Tim had asked me to open his exhibition of Giles’ wartime cartoons and commend his excellent book Giles’s War. I was the poor sap who, when I became features editor in 1981, had to deal with the old bugger and his frequent complaints about the way in which his efforts had appeared in the paper. In fact his attacks were his way of distracting my enquiries as to why the drawing hadn’t arrived on the train from Ipswich where Giles lived. 

Looking back, I’m not sure it ever reached us on time and that explains why the cartoon had to forego the tinting and shading by the art desk at least for the first edition. Carl Giles was, however, one of the true stars of the Express in its pomp and later we became pals, usually meeting for lunch at the Savoy Grill after which I would return to the office and he would retire to his mistress waiting in his suite upstairs!

And so to Joe’s on Wednesday for lunch with Bryan Rostron who had spent happy years at the Mirror, both Expresses and the Star. Bryan returned to his native Cape Town where this utterly decent former anti-apartheid campaigner writes books and does good works.
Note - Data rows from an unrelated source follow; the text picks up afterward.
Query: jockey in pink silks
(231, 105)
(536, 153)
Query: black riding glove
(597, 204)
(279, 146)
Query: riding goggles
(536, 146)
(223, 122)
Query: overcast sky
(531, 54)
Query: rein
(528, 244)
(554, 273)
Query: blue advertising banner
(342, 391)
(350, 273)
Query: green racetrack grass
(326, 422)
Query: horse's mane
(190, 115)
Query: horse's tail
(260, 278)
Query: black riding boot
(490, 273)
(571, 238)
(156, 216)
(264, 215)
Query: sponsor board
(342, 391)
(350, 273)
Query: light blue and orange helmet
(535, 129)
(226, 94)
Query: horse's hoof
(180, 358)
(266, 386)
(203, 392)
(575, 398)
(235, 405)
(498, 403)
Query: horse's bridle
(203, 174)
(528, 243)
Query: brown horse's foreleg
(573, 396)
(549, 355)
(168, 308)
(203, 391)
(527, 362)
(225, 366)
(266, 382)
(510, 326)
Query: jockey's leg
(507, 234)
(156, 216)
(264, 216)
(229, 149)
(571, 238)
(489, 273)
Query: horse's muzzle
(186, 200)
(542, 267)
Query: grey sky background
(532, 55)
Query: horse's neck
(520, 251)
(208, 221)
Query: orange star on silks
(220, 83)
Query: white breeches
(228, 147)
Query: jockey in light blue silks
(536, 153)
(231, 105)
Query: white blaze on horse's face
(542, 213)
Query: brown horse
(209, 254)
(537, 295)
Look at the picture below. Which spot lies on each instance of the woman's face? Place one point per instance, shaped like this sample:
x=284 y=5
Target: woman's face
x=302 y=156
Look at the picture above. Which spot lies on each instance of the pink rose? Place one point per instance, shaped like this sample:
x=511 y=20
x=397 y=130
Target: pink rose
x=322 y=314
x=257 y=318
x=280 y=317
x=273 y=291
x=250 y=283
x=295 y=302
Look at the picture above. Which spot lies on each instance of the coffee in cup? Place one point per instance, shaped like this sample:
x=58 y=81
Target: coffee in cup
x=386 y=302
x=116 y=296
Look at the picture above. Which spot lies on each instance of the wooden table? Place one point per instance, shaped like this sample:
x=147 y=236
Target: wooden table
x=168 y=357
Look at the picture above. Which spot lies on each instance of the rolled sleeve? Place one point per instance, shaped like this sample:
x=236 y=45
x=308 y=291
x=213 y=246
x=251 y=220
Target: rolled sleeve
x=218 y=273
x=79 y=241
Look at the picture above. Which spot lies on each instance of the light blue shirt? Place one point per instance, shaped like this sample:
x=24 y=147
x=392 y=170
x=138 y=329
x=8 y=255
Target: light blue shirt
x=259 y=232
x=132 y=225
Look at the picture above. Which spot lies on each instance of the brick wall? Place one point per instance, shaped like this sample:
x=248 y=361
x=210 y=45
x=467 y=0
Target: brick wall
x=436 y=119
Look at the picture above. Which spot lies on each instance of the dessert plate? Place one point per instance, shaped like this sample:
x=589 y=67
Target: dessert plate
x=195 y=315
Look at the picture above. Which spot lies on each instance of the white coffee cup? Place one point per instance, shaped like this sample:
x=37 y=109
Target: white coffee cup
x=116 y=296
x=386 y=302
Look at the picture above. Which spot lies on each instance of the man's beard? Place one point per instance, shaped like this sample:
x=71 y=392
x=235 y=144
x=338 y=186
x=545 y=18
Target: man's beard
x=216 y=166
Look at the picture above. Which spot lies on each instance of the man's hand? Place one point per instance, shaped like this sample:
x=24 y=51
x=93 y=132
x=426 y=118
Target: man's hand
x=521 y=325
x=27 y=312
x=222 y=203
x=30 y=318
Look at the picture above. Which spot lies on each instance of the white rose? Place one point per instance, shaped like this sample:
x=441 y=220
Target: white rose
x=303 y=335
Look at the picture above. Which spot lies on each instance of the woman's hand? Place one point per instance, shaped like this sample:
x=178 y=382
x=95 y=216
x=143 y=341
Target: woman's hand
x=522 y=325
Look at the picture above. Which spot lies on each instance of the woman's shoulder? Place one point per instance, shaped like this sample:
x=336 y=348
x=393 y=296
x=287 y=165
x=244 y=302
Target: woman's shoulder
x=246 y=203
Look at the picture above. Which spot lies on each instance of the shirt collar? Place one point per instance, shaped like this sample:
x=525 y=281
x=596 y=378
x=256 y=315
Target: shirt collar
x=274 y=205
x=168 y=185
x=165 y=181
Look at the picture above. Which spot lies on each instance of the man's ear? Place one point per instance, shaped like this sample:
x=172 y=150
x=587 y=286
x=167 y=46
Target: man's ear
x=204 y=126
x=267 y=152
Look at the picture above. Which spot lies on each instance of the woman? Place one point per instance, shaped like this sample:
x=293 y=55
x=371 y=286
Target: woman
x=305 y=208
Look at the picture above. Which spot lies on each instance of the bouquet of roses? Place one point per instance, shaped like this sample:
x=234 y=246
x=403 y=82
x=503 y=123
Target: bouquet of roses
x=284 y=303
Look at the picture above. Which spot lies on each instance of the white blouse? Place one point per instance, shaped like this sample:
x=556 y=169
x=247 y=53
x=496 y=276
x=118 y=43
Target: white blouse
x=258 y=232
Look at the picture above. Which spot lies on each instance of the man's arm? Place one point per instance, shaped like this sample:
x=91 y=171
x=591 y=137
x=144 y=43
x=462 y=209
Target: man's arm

We were joined by former Hickey editor John McEntee who was in his usual top form. 

maitland

We were reminded that when Rostron was working on the Lady Olga Maitland diary page the fragrant Olga, left, had told that old Mischief Maker-in-Chief Peter McKay how good Bryan was. ‘Ah’, said McKay, ‘I’m not surprised. Did you not know that the laddie is the illegitimate son of Lord Beaverbrook?’ 

He’s not (in fact his father was the distinguished sports writer Frank Rostron who had graced the pages of the Express) but incredibly the well-born lady fell for it, the maths notwithstanding. McEntee came armed with notes on memos and letters of complaint he came across during his time as diary editor. There are some priceless examples of the nonsense that passes between expensive legal firms representing those who feature in the gossip columns and editors and legal managers of the newspapers. 

In an exchange between Arthur Firth, then deputy editor, and that old lothario Dai Llewellyn, Arthur wrote: ‘Mr Victor Matthews has passed your letter of October 11 to me concerning your complaint about Ross Benson’s article and his description  of you as ‘self-labelled seducer of the valleys.’ I will put it on file in this office that the phrase ‘self-labelled’ is inaccurate.’

And in a letter to John Cleese who had complained that Hickey had said that Cleese hated the fact that the world now knew that his name came about after a change by deed poll from Cheese, Peter Tory wrote: 'I am delighted to hear that you are not troubled by the change of your family name from Cheese to Cleese but I am sorry it upsets your Mum.’  

This is pure Beachcomber, that other Daily Express favourite.